Manipulating problem for Lambert w function (Finding roots of equation)

Question

In my calculus book, a problem is to graph $y = x^3/24-\ln x$. One part of it was to find the roots of the equation. I was unable to do anything to solve this problem, and wolfram alpha used the Lambert w function. I searched it up, and what I could understand was that it's the inverse of $f(x) = xe^x$. However, I don't understand how I can manipulate this equation to get an answer. I was unable to find anything that had an answer.
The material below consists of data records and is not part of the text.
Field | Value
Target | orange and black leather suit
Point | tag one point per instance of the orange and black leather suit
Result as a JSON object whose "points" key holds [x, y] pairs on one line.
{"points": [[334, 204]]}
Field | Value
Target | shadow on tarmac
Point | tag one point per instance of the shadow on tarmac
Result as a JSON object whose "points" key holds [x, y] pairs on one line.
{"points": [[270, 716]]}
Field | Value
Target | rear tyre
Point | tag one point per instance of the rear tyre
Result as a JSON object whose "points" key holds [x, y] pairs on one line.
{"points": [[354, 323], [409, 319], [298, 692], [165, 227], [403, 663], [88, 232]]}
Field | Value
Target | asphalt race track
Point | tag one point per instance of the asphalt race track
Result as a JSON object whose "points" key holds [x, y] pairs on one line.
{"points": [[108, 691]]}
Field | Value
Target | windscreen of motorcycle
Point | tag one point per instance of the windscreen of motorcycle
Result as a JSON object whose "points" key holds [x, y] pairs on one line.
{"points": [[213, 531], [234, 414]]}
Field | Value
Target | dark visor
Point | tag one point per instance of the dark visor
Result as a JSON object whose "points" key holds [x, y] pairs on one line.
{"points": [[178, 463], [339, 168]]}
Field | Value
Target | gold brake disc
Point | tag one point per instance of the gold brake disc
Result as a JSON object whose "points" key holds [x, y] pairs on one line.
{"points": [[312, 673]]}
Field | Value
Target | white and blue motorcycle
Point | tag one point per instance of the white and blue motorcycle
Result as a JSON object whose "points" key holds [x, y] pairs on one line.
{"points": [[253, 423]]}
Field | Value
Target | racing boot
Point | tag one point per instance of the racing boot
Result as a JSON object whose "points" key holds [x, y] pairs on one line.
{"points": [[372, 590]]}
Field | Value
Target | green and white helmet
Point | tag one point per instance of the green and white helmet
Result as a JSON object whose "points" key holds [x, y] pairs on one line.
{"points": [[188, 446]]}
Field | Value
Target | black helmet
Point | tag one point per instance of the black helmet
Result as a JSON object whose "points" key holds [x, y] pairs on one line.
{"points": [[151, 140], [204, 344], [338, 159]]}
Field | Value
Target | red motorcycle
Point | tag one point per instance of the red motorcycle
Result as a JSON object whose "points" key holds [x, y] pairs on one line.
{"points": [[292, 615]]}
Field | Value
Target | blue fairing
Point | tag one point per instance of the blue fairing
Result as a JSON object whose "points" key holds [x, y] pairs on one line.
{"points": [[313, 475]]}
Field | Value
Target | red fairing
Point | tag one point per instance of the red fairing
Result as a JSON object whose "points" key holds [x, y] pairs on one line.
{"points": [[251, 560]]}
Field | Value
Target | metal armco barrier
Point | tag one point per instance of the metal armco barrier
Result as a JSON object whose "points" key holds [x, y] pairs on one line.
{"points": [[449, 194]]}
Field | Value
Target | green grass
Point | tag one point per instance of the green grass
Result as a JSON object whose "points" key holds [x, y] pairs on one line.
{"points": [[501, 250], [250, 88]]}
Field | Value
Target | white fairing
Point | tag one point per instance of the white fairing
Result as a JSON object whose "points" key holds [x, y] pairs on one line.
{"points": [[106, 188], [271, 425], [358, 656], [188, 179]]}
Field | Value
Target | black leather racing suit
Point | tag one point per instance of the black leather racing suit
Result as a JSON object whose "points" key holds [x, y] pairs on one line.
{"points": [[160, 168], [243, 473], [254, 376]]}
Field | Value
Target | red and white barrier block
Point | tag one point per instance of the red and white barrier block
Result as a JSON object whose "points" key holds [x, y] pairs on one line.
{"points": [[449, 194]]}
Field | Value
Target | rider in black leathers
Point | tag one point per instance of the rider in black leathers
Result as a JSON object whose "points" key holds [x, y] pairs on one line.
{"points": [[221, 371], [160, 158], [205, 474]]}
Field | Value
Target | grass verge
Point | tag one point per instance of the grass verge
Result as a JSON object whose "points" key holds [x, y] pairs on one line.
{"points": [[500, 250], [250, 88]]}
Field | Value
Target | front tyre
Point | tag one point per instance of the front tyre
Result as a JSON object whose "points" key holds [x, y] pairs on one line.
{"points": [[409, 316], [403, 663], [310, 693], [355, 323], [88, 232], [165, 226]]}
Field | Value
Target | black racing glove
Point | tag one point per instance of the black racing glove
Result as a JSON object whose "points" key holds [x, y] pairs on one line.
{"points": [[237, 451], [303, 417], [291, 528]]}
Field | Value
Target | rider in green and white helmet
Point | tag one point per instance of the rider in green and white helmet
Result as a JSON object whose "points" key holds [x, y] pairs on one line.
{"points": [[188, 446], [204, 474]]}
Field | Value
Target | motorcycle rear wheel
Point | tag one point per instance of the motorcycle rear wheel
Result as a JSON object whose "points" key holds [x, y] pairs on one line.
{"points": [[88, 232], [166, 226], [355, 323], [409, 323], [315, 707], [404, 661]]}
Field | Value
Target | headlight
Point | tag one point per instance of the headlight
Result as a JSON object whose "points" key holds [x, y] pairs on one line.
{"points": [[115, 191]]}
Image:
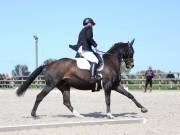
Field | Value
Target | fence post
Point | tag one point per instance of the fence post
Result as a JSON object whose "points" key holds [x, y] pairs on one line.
{"points": [[159, 77]]}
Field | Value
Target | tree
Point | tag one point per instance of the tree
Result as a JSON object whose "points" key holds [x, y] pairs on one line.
{"points": [[48, 61]]}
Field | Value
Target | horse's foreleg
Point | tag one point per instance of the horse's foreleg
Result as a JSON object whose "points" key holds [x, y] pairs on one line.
{"points": [[124, 92], [108, 103], [39, 98], [67, 103]]}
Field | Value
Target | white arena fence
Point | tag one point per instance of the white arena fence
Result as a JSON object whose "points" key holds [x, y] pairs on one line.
{"points": [[132, 81]]}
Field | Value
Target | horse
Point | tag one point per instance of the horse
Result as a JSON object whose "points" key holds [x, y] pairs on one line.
{"points": [[64, 74]]}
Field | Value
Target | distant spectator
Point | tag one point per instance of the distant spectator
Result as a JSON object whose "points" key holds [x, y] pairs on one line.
{"points": [[149, 74], [170, 75]]}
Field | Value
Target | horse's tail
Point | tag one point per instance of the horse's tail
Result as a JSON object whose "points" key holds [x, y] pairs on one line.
{"points": [[22, 88]]}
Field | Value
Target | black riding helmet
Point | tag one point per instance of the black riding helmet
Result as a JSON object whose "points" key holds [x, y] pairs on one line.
{"points": [[88, 20]]}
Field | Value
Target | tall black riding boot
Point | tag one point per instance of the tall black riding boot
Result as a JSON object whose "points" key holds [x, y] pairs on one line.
{"points": [[93, 69]]}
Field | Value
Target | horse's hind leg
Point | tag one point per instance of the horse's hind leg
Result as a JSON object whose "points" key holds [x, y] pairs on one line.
{"points": [[108, 103], [66, 100], [39, 98], [121, 90]]}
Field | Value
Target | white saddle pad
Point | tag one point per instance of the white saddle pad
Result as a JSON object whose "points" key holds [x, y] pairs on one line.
{"points": [[82, 63]]}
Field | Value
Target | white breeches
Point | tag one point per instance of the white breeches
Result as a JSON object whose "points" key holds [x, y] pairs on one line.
{"points": [[88, 55]]}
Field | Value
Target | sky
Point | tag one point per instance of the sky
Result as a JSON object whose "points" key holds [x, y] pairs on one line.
{"points": [[154, 24]]}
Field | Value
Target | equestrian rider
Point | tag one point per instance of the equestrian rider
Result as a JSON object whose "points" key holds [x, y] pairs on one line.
{"points": [[86, 41]]}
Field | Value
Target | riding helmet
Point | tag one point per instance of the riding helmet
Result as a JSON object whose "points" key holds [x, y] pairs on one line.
{"points": [[88, 20]]}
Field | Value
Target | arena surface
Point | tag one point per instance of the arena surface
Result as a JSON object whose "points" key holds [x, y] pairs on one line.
{"points": [[163, 116]]}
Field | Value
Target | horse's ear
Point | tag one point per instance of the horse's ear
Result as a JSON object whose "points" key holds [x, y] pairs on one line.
{"points": [[132, 42]]}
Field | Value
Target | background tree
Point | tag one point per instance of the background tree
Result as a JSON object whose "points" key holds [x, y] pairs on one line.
{"points": [[48, 61]]}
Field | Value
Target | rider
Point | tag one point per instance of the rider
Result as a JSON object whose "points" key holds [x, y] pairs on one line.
{"points": [[86, 41]]}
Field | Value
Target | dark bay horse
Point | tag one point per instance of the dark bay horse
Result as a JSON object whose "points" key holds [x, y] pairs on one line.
{"points": [[64, 74]]}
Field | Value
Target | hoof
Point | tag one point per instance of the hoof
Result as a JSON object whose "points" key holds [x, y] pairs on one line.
{"points": [[33, 115], [110, 116], [76, 114], [144, 110]]}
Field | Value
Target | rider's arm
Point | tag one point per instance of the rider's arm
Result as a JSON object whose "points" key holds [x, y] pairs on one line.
{"points": [[90, 36]]}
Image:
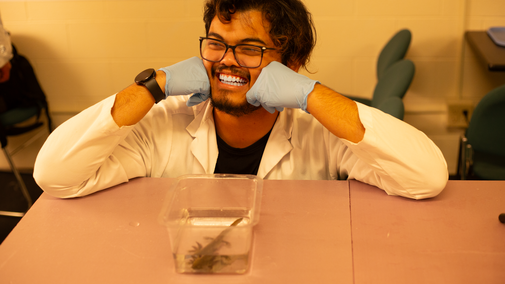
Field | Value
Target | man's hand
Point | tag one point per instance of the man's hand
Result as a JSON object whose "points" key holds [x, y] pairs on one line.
{"points": [[183, 78], [187, 77], [278, 87]]}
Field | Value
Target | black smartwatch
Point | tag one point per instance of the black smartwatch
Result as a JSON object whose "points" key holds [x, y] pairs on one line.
{"points": [[147, 78]]}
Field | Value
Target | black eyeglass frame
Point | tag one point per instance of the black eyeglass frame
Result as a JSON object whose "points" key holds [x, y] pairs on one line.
{"points": [[263, 49]]}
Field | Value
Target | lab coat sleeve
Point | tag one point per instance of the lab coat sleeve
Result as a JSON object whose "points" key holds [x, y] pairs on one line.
{"points": [[395, 157], [87, 153]]}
How can I solve this?

Answer 1

$$ y=x^3/24-\log\left(x\right)\tag1 $$ $$ -\frac18e^{-3y}=-\frac{x^3}8e^{-x^3/8}\tag2 $$ $$ \operatorname{W}\!\left(-\frac18e^{-3y}\right)=-\frac{x^3}8\tag3 $$ $$ \bbox[5px,border:2px solid #C0A000]{-2\operatorname{W}\!\left(-\frac18e^{-3y}\right)^{\!1/3}=x}\tag4 $$ Explanation:
$(2)$: multiply both sides by $-3$, exponentiate, multiply both sides by $-\frac18$.
$(3)$: apply LambertW to both sides
$(4)$: take the cube root and multiply by $-2$

Note that for negative arguments, there are two branches of LambertW. For example, for $y=0$, the two branches give $$ x=1.0493180227889868869 $$ and $$ x=2.9660424669277519890 $$ which I computed in Mathematica as

N[2(-LambertW[0,-1/8])^(1/3),20]

and

N[2(-LambertW[-1,-1/8])^(1/3),20]

Answer 2

I think the Lambert W Function might be a outside the scope of most calculus courses, although admittedly I hadn't heard of it before seeing this post so I don't know for sure. One thing you could try is using Newton's method or your calculator's graphing utility to approximate the zeros of $\frac{x^{3}}{24} - \ln(x)$. I doubt that there is a way to find exact expressions for the solutions to equations like that, at least not with techniques that I'm familiar with.